In the above view of the matter, I am of the considered view, that all the clauses (a) to (d) of Article 124A (1) are liable to be set aside. The same are accordingly struck down. In view of the striking down of Article 124A (1), the entire Constitution (99th Amendment) Act, 2014 is liable to be set aside.
I have concluded, that with the setting aside of the impugned Constitution (99th Amendment) Act, 2014, the provisions of the Constitution sought to be amended thereby, would automatically revive, and the status quo ante would stand restored.
The National Judicial Appointments Commission Act, 2014 inter alia emanates from Article 124C. It has no independent existence in the absence of the NJAC, constituted under Article 124A (1). Since Articles 124A and 124C have been set aside, as a natural corollary, the National Judicial Appointments Commission Act, 2014 is also liable to be set aside; the same is accordingly hereby struck down.
ORDER OF THE COURT
- The prayer for reference to a larger Bench and for reconsideration of the Second and Third Judges cases is rejected.
- The Constitution (Ninety-ninth Amendment) Act, 2014 is declared unconstitutional and void.
- The National Judicial Appointments Commission Act, 2014, is declared unconstitutional and void.
- The system of appointment of Judges to the Supreme Court, and Chief Justices and Judges to the High Courts; and transfer of Chief Justices and Judges of High Courts from one High Court, to another, as existing prior to the Constitution (Ninety-ninth Amendment) Act, 2014 (called the “collegium system”), is declared to be operative.
- To consider introduction of appropriate measures, if any, for an improved working of the “collegium system”, list on 3.11.2015.
The manner in which Articles 124 and 217 were interpreted by this Court, emerges principally from three-Constitution Bench judgments of this Court, which are now under pointed consideration. The first judgment was rendered, by a seven-Judge Bench, by a majority of 4:3, in the First Judges case on 30.12.1981.
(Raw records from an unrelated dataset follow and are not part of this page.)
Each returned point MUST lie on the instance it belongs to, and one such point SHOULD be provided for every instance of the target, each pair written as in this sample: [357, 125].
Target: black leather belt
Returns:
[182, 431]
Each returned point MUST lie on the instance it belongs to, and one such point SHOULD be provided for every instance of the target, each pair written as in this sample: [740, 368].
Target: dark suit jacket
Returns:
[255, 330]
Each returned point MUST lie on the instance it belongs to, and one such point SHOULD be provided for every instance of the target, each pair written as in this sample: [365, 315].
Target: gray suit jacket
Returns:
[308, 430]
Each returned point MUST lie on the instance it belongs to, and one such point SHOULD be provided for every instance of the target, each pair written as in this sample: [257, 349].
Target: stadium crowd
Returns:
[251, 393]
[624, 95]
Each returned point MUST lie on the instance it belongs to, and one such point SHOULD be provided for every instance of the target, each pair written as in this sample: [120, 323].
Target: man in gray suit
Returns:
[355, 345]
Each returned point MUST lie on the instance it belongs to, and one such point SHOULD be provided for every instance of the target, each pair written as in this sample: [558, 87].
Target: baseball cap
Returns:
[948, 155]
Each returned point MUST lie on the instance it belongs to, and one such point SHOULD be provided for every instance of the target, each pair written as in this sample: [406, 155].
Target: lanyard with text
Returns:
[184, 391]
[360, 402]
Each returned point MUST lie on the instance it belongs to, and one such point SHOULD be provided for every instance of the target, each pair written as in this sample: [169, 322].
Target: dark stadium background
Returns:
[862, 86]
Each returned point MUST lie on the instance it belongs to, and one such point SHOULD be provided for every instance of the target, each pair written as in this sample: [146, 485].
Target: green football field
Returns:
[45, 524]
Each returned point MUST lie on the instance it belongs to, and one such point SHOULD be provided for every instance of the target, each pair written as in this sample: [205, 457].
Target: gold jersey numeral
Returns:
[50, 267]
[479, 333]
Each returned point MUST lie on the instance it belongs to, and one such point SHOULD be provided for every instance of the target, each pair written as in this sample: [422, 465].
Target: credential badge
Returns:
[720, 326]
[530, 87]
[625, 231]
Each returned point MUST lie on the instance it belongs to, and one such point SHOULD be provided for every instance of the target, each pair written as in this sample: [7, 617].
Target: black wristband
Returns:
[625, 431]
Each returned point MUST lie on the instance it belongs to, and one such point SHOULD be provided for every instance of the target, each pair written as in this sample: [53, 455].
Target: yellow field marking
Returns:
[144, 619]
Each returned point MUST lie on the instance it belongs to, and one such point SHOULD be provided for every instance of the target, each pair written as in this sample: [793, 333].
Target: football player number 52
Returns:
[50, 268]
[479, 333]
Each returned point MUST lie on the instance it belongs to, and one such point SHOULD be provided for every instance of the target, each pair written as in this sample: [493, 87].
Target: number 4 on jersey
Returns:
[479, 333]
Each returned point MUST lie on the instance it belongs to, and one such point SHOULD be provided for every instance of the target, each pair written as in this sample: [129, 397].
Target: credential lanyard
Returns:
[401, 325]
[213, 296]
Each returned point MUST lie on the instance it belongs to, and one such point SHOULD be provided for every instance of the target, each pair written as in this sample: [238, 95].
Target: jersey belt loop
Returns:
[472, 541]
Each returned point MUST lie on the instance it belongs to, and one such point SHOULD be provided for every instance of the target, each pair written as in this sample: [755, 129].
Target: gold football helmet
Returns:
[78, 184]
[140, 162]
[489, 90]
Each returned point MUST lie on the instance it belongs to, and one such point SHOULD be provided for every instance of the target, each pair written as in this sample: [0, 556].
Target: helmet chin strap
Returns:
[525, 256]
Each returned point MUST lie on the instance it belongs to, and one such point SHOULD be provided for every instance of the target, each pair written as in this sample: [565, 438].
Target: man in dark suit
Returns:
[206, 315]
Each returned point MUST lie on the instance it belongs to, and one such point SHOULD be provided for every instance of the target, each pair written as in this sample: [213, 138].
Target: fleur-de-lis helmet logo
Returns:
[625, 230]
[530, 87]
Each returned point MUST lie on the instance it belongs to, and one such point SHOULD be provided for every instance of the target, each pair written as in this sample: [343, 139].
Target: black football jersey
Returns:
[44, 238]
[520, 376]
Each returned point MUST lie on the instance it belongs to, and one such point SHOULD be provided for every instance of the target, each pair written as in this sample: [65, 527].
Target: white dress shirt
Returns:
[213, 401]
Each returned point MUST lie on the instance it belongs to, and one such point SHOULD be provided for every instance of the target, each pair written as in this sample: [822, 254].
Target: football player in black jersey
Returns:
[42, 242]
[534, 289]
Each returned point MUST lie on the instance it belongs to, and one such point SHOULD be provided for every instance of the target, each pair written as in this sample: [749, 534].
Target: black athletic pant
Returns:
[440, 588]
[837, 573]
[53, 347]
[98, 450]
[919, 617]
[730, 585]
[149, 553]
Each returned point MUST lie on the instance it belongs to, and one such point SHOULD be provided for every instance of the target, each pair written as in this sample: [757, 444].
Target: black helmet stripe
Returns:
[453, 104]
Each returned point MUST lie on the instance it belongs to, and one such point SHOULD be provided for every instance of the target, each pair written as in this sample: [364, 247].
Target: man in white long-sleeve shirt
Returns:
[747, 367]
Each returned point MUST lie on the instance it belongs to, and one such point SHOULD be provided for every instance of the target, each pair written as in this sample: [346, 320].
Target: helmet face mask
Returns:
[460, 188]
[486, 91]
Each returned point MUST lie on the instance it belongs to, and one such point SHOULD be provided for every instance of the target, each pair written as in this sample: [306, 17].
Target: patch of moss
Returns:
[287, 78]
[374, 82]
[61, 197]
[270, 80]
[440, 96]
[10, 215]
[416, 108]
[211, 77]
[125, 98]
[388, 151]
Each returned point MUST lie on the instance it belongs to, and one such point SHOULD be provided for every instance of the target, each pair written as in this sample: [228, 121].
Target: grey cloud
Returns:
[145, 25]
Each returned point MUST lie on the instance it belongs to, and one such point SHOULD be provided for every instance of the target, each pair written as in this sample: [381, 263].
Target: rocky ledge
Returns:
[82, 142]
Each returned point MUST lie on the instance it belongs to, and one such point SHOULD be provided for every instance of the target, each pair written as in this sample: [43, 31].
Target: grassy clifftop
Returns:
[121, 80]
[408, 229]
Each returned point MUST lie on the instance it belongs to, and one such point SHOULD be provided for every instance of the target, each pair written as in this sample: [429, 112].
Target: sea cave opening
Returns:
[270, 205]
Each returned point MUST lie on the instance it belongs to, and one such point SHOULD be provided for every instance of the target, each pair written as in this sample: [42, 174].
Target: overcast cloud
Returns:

By a majority of 7:2, a nine-Judge Bench of this Court, in the Second Judges case, overruled the judgment in the First Judges case. The instant judgment was rendered on 6.10.1993. Consequent upon doubts having arisen with the Union of India, about the interpretation of the Second Judges case, the President of India, in exercise of his power under Article 143, referred nine questions to the Supreme Court, for its opinion. A nine-Judge Bench answered the reference unanimously, on 28.10.1998.